Konsep ini bukan sekadar kampanye menanam pohon, tetapi: integrasi nilai tauhid, amanah, dan ihsan dalam tata kelola lingkungan, penyusunan regulasi ekologis berbasis fikih, eco-masjid, eco-pesantren, eco-school, dan kurikulum dakwah lingkungan sebagai agenda utama ormas Islam.
Hilirisasi: Jalan Tengah yang Syariah dan Strategis
Islam mengajarkan agar umat tidak menjadi bangsa pinggiran. Dalam konteks sawit dan tambang, hilirisasi adalah kewajiban syariah karena memberikan nilai tambah, mengurangi ketergantungan pada negara besar, dan mencegah eksploitasi berlebihan.
Menjual bahan mentah adalah bentuk idzlal (penghinaan), membiarkan bangsa menjadi obyek ketergantungan ekonomi global. Sebaliknya, mengolahnya di dalam negeri adalah bentuk ’izzah (kemuliaan), mengokohkan martabat bangsa.
Bumi Menagih Amanah Kita
Banjir yang menghancurkan desa dan kota, sungai yang berubah coklat pekat, dan hutan yang kehilangan pohonnya, itu bukan sekadar tragedi alam. Itu adalah aspirasi bumi yang memohon keadilan dan menuntut ‘healing’ (penyembuhan luka ekologis).

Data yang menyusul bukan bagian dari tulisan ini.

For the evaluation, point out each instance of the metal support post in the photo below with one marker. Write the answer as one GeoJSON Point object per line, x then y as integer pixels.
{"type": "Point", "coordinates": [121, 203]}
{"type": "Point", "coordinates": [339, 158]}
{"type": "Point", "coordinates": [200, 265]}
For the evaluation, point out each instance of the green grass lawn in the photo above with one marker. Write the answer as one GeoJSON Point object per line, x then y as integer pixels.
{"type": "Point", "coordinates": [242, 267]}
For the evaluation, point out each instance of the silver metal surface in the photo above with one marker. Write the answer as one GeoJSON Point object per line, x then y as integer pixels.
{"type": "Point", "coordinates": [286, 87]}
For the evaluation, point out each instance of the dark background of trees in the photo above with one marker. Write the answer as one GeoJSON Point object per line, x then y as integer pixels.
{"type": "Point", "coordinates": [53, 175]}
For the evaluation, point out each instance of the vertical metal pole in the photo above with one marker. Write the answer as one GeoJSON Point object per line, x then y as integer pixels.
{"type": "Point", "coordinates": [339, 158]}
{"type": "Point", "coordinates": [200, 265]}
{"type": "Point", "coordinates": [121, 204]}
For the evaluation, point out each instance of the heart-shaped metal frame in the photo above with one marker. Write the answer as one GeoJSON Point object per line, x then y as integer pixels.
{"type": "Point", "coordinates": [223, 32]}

Negara harus hadir, bukan sebagai pemilik, tetapi sebagai pemegang amanah. Industri boleh berjalan, tetapi tidak boleh bertentangan dengan syariat ekologis. Sawit dan tambang boleh berkembang, tetapi harus tunduk pada mīzān yang telah Allah tetapkan.
Tiba waktunya, pemimpin negara memimpin langsung revolusi kebijakan dengan berpijak kepada sila pertama dan kedua Pancasila: Ketuhanan Yang Maha Esa dan Kemanusiaan yang Adil dan Beradab, yang bermuara kepada sila kelima: Keadilan Sosial bagi Seluruh Rakyat Indonesia.
Inilah saatnya mengembalikan pembangunan kepada akarnya: keseimbangan, keadilan, dan amanah syariah. Karena bangsa yang merusak habitatnya adalah bangsa yang sedang menggali kuburnya sendiri. Allah berfirman, “Dan janganlah kamu membuat kerusakan di muka bumi setelah Allah memperbaikinya.” (QS. Al-A’raf: 56)
Allahumma qad ballaghtu. Allahumma fasyhad!